TRIPLE POINT

All the three phases of a particular substance can only coexist in equilibrium at a certain temperature and pressure, and this is known as its triple point. 

The triple point of H2O, where the three phases of ice, water and steam are in equilibrium, occurs at a temperature of 273.16 K and an absolute pressure of 0.006 112 bar. This pressure is very close to a perfect vacuum. If the pressure is reduced further at this temperature, the ice, instead of melting, sublimates directly into steam.

Water

In the liquid phase, the molecules are free to move, but are still less than one molecular diameter apart due to mutual attraction, and collisions occur frequently. More heat increases molecular agitation and collision, raising the temperature of the liquid up to its boiling temperature.

Enthalpy of water, liquid enthalpy or sensible heat (hf) of water

This is the heat energy required to raise the temperature of water from a datum point of 0 °C to its current temperature.

At this reference state of 0 °C, the enthalpy of water has been arbitrarily set to zero. The enthalpy of all other states can then be identified, relative to this easily accessible reference state.

Sensible heat was the term once used, because the heat added to the water produced a change in temperature. However, the accepted terms these days are liquid enthalpy or enthalpy of water.

At atmospheric pressure (0 bar g), water boils at 100 °C, and 419 kJ of energy are required to heat 1 kg of water from 0 °C to its boiling temperature of 100 °C. It is from these figures that the value for the specific heat capacity of water (Cp) of 4.19 kJ/kg °C is derived for most calculations between 0 °C and 100 °C.

Steam

As the temperature increases and the water approaches its boiling condition, some molecules attain enough kinetic energy to reach velocities that allow them to momentarily escape from the liquid into the space above the surface, before falling back into the liquid.

Further heating causes greater excitation and the number of molecules with enough energy to leave the liquid increases. As the water is heated to its boiling point, bubbles of steam form within it and rise to break through the surface.

Considering the molecular arrangement of liquids and vapours, it is logical that the density of steam is much less than that of water, because the steam molecules are further apart from one another. The space immediately above the water surface thus becomes filled with less dense steam molecules.

When the number of molecules leaving the liquid surface is more than those re-entering, the water freely evaporates. At this point it has reached boiling point or its saturation temperature, as it is saturated with heat energy.

If the pressure remains constant, adding more heat does not cause the temperature to rise any further but causes the water to form saturated steam.

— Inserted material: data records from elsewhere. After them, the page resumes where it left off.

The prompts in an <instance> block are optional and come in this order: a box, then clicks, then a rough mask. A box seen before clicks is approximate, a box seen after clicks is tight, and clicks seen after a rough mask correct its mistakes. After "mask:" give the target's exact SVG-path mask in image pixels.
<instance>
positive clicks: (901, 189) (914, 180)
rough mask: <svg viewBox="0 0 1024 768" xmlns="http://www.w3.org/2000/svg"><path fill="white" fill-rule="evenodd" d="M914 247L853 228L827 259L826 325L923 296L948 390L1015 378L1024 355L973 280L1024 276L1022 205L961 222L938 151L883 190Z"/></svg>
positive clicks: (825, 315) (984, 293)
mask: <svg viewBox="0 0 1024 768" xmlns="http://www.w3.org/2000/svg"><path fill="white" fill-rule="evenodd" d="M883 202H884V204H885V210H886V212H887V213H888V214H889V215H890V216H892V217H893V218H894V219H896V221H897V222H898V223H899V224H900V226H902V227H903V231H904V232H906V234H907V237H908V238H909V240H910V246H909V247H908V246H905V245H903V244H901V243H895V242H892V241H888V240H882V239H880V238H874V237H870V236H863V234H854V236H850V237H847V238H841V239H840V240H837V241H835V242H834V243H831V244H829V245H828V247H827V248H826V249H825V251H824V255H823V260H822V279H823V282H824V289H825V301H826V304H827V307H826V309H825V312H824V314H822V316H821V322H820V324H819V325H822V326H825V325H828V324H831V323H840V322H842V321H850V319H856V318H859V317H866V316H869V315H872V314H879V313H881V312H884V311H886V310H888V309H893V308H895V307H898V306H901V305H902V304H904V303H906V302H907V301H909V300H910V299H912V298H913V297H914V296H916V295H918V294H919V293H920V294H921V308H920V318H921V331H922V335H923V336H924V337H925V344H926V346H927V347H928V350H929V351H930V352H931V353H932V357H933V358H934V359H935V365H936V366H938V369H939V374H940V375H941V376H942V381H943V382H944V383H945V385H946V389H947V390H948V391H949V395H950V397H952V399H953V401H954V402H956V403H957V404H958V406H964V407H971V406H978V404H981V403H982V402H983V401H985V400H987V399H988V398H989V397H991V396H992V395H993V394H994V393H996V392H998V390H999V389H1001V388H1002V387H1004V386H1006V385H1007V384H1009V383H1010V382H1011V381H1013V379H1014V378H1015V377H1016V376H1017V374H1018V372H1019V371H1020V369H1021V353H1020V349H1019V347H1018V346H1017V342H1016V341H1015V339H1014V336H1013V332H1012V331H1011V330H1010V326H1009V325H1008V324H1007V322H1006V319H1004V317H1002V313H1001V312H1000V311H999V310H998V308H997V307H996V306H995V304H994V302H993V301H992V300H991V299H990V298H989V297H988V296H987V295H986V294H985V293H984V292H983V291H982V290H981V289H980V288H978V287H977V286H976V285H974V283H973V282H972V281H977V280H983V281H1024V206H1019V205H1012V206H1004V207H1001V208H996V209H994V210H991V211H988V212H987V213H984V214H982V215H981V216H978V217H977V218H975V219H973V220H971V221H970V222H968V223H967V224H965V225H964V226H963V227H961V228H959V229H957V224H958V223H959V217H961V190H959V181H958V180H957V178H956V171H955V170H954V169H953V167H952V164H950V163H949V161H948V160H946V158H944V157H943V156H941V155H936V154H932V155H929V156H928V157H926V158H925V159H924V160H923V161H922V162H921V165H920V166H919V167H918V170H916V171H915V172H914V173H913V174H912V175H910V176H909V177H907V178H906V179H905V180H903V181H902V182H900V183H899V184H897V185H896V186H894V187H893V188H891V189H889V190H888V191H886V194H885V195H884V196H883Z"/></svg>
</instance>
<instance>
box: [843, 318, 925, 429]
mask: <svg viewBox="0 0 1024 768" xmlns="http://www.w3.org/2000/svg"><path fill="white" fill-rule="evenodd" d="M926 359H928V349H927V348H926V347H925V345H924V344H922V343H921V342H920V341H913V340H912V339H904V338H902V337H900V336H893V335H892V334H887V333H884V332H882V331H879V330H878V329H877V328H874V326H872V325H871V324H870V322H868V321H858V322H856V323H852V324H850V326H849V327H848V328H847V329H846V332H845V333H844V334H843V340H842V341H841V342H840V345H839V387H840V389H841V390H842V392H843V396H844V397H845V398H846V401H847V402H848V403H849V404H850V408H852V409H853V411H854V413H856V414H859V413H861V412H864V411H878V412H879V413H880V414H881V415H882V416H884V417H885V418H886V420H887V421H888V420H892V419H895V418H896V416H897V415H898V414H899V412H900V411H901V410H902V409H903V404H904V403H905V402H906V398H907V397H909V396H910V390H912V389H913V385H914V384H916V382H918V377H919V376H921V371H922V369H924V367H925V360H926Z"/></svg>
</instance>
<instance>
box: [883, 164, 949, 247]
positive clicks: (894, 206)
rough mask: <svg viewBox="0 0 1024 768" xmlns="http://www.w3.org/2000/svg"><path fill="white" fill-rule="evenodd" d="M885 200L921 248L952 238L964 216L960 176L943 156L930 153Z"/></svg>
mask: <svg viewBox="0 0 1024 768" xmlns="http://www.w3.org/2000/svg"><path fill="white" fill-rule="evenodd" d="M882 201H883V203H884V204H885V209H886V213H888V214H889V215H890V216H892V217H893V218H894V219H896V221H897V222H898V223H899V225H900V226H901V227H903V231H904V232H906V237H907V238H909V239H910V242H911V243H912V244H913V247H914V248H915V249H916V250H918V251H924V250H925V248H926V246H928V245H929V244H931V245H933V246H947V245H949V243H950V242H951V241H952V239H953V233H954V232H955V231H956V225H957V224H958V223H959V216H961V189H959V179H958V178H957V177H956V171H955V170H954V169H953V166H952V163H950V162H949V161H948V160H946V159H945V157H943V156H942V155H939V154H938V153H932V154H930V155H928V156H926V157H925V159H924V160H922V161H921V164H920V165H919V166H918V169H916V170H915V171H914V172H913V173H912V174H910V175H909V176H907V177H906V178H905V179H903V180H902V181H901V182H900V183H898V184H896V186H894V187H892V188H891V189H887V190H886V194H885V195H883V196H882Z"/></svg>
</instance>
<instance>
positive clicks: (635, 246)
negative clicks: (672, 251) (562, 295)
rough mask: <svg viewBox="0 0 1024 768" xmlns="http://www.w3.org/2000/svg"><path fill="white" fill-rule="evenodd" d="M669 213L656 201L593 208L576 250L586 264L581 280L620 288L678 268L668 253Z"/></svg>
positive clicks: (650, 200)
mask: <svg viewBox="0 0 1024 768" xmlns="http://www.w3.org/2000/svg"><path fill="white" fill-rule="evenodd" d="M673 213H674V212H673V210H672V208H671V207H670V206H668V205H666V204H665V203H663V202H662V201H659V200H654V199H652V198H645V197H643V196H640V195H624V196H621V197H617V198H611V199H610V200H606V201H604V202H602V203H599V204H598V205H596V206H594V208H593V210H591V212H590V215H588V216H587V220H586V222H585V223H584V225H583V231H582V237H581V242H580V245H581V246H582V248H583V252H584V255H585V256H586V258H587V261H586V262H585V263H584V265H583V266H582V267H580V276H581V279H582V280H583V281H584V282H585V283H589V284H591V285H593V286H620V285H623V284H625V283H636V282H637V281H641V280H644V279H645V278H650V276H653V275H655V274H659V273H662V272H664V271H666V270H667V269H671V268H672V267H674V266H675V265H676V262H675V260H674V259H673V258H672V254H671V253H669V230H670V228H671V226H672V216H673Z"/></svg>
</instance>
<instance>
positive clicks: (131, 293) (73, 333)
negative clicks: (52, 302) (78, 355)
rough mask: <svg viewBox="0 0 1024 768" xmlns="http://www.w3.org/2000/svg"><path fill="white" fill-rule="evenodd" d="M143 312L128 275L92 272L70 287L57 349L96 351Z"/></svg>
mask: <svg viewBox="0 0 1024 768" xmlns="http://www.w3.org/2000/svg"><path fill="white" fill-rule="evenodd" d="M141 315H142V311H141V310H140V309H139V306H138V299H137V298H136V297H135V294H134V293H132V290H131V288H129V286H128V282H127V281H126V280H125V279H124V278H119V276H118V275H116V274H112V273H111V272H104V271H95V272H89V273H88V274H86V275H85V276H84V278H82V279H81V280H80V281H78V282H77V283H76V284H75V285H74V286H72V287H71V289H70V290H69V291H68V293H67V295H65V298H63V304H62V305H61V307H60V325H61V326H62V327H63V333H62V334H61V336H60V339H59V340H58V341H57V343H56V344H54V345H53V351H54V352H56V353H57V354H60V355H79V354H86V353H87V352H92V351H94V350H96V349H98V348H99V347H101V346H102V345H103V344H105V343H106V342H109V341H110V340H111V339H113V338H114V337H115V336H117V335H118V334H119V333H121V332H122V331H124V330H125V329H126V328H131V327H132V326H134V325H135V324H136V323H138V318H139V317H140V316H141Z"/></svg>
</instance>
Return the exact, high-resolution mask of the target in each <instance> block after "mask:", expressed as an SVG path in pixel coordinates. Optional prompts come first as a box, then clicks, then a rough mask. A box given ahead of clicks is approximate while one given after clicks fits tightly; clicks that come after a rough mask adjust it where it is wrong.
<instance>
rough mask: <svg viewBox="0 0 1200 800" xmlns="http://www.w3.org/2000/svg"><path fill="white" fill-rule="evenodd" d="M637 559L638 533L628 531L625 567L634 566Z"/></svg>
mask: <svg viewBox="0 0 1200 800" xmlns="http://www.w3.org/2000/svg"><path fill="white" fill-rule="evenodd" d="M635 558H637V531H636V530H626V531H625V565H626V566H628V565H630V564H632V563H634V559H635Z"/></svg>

The temperature of the boiling water and saturated steam within the same system is the same, but the heat energy per unit mass is much greater in the steam.

At atmospheric pressure the saturation temperature is 100 °C. However, if the pressure is increased, this will allow the addition of more heat and an increase in temperature without a change of phase.

Therefore, increasing the pressure ef fect ively increases both the enthalpy of water, and the saturation temperature. The relationship between the saturation temperature and the pressure is known as the steam saturation curve (see Figure 2.2.1).

Water and steam can coexist at any pressure on this curve, both being at the saturation temperature. Steam at a condition above the saturation curve is known as superheated steam:

• Temperature above saturation temperature is called the degree of superheat of the steam.
• Water at a condition below the curve is called sub-saturated water.

If the steam is able to flow from the boiler at the same rate that it is produced, the addition of further heat simply increases the rate of production. If the steam is restrained from leaving the boiler, and the heat input rate is maintained, the energy flowing into the boiler will be greater than the energy flowing out. This excess energy raises the pressure, in turn allowing the saturation temperature to rise, as the temperature of saturated steam correlates to its pressure.

Enthalpy of evaporation or latent heat (hfg)

This is the amount of heat required to change the state of water at its boiling temperature, into steam. It involves no change in the temperature of the steam / water mixture, and all the energy is used to change the state from liquid (water) to vapour (saturated steam).

The old term latent heat is based on the fact that although heat was added, there was no change in temperature. However, the accepted term is now enthalpy of evaporation.

Like the phase change from ice to water, the process of evaporation is also reversible. The same amount of heat that produced the steam is released back to its surroundings during condensation, when steam meets any surface at a lower temperature.

This may be considered as the useful portion of heat in the steam for heating purposes, as it is that portion of the total heat in the steam that is extracted when the steam condenses back to water.

Enthalpy of saturated steam, or total heat of saturated steam

This is the total energy in saturated steam, and is simply the sum of the enthalpy of water and the enthalpy of evaporation.

The enthalpy (and other properties) of saturated steam can easily be referenced using the tabulated results of previous experiments, known as steam tables.